A Sport and a Team Grows In Tanzania

Hasheem Thabeet will help the sport of basketball grow in Memphis and Tanzania

By Terry Lyons

NEW YORK – The ESPN television signal was beamed by satellite to entertain the young eyeballs in the United Republic of Tanzania as they witnessed sports history made at about 2:45am this morning in the sovereign state located in the central eastern portion of the continent. The local children, the teens and their parents were welcomed into a local restaurant to watch the cable feed of the draft proceedings since not many homes in Tanzania can afford the luxury of pay TV.

Hasheem Thabeet was in New York City, tucked awkwardly in the confines of Madison Square Garden’s theatre where he was thrilled to be chosen as the second overall pick of the 2009 NBA Draft. Thabeet, like Emeka Okafor, Dikembe Mutombo and Hakeem Olajuwon before him, has been blessed with the talent and he now has the authority to make an impact in the NBA as the first player to hail from Tanzania. If Thabeet follows his continental cohorts, the good folks at Star TV might rethink their local programming strategy and add a few NBA games so the youngsters who’ve been kicking soccer balls can watch their countryman when he suits up for the Memphis Grizzlies next November.

Next year at this time, the soccer balls might become basketballs and the NBA will have another country etched into their list of nations and territories where the game is televised and where the local player development system can far outpace the league’s sales graphs for t-shirts and video games.

“When I first came in (to the USA), I never thought I would be able to make it in Division I basketball. I ended up at UConn and I was coached by Coach Calhoun. He pushed me since day one,” said Thabeet to the assembled media in the Garden’s back hallways near Seventh Avenue. “After my freshman year, I was young and I had to grow up and he prepared me mentally to believe in myself. He challenged me and I challenged myself to be man enough to go out there and play ball.

“I remember Coach Calhoun told me after my freshman year, if you leave after this year, it’s going to be the worst mistake of your life,” said Thabeet. “I had to believe him and trust him.
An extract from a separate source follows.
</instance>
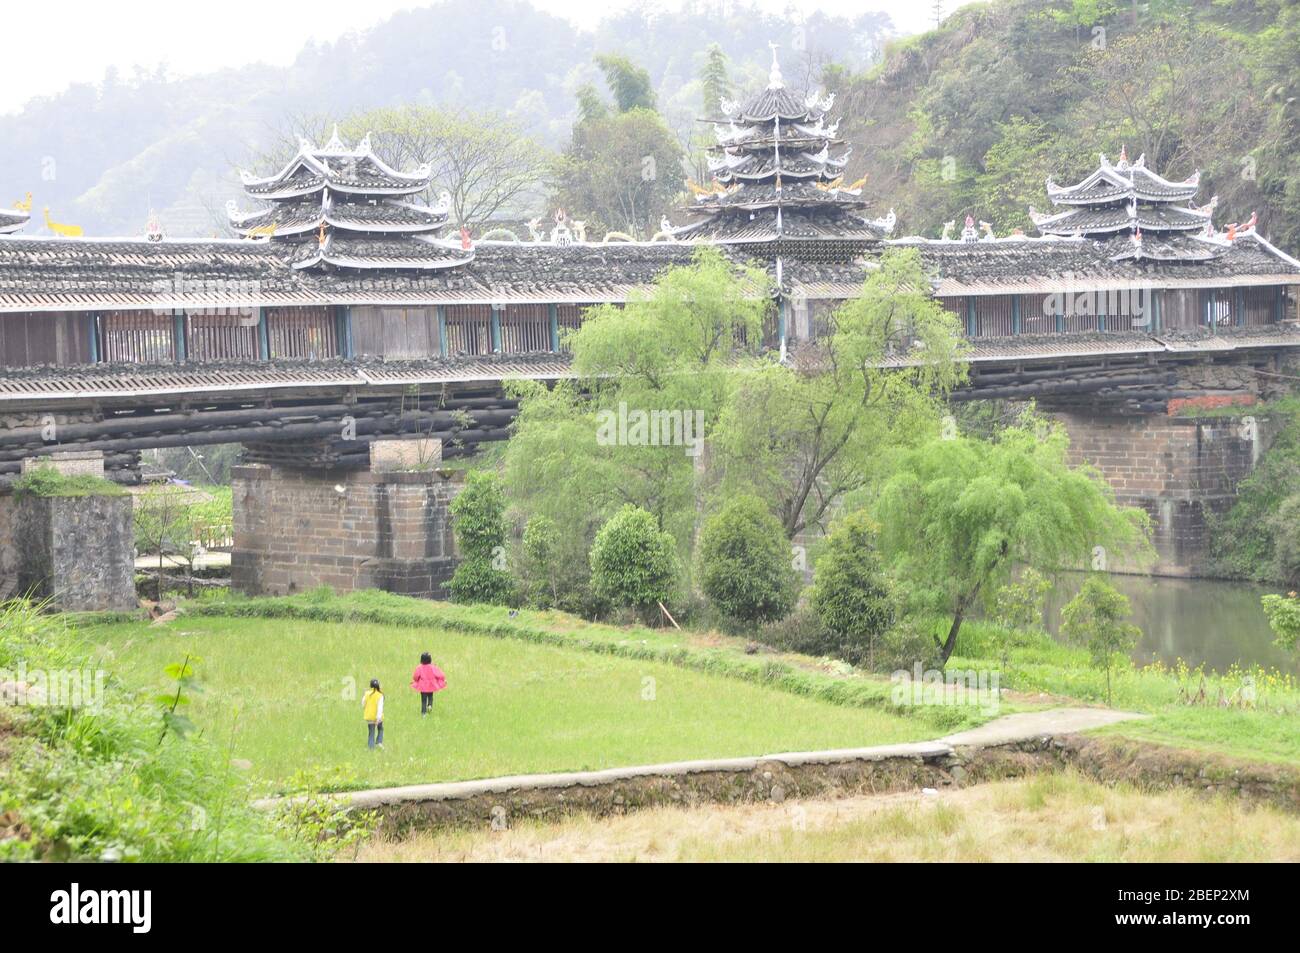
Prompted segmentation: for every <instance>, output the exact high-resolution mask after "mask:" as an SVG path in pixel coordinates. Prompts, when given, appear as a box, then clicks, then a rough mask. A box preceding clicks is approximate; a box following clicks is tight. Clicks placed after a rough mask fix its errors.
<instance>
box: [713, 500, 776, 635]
mask: <svg viewBox="0 0 1300 953" xmlns="http://www.w3.org/2000/svg"><path fill="white" fill-rule="evenodd" d="M699 585H701V588H702V589H703V592H705V595H707V597H708V599H710V601H711V602H712V603H714V606H716V607H718V610H719V611H720V612H722V614H723V615H724V616H727V619H729V620H732V621H733V623H741V624H745V625H750V627H751V625H755V624H761V623H766V621H772V620H776V619H783V618H784V616H787V615H788V614H789V611H790V610H792V608H793V607H794V599H796V595H797V594H798V577H797V575H796V572H794V568H793V564H792V559H790V546H789V542H788V541H787V540H785V533H784V532H783V530H781V524H780V523H779V521H777V520H776V517H775V516H772V514H771V512H768V510H767V507H766V506H763V502H762V501H759V499H758V498H755V497H735V498H732V499H731V501H728V502H727V503H725V504H724V506H723V508H722V510H720V511H718V514H716V515H714V516H712V517H711V519H710V520H708V521H706V523H705V527H703V532H702V533H701V537H699Z"/></svg>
I told my family that they can wait for a couple of years for me to be in the NBA. To me, this is a blessing.”

“I’m looking forward to this because I talk to the guys in Memphis everyday,” he said. “Rudy (Gay) and all the guys are pretty good friends of mine, and finally, I was chosen to go there. This is a great opportunity and I’m aware that not that many people get this type of opportunity. I’m happy and excited.”

Thabeet is often criticized for the limitations in his game. He is fully aware of the rules differences and the more difficult NBA rules which prohibit defensive players from standing in the lane for more than three seconds.
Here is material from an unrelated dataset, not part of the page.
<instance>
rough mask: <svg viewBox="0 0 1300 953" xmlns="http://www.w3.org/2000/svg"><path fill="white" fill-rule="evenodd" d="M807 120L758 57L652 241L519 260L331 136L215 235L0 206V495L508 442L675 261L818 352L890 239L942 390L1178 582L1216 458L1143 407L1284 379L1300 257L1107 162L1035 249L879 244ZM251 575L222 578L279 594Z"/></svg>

Thabeet did not hide from the critics, some which included the very NBA teams who interviewed him before the draft.

“Some of the NBA teams would ask me, what do you think is going to be the most difficult part of the NBA that you will have to adjust to,” he noted. “I told them, that in college, they let you stay in the paint and just block whoever comes in. In the NBA that’s a defensive violation after three seconds.
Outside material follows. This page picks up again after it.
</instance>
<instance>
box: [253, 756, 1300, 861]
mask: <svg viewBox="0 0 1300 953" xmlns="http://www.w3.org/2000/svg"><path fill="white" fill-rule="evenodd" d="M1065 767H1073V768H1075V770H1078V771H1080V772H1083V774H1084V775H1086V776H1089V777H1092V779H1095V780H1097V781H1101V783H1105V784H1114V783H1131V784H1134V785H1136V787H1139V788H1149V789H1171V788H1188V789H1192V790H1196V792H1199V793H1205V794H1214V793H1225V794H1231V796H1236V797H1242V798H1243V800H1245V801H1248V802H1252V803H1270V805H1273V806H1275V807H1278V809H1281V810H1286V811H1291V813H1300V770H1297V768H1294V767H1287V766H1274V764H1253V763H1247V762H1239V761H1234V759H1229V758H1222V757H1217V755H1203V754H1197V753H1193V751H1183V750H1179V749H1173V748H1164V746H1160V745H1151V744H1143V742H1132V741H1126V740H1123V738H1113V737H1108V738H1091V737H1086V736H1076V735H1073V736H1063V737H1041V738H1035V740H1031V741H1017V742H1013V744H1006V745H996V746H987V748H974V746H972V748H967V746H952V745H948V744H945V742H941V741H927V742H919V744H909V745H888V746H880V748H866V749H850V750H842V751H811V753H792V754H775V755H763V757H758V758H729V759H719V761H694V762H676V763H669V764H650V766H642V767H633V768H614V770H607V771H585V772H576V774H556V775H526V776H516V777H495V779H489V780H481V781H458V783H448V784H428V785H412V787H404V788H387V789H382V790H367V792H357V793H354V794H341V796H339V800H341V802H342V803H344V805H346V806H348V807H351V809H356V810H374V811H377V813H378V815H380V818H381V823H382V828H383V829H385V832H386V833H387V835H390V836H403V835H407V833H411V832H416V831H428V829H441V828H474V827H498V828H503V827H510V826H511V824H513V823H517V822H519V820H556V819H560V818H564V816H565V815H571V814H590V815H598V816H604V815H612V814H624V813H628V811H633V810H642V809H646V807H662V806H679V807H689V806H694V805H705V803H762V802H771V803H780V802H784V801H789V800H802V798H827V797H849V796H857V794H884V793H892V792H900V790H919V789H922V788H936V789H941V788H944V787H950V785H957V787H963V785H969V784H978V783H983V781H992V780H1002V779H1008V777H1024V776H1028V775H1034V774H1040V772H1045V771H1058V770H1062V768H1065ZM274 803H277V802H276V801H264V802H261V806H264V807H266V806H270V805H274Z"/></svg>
“Since college ended, I’ve been working on a lot of my offensive skills, shooting from 13-18 feet. I’ve been working on my footwork and I’ve been working hard everyday.

“Emeka Okafor is a good friend of mine and he is always telling me that the players in the NBA, although they might only weigh 235-245 pounds or less, are very strong. He told me that I have to be ready mentally and physically to be challenged by these guys,” said the 272-pound Thabeet.

Thabeet was realistic and determined in his vision of what might be awaiting for him in the NBA.

“I’ll just go out there and have fun and be happy. I was able to adapt and overcome a lot of stuff since I got the United States at the age of 14, so I believe this is not going to be as hard as a lot of people think.”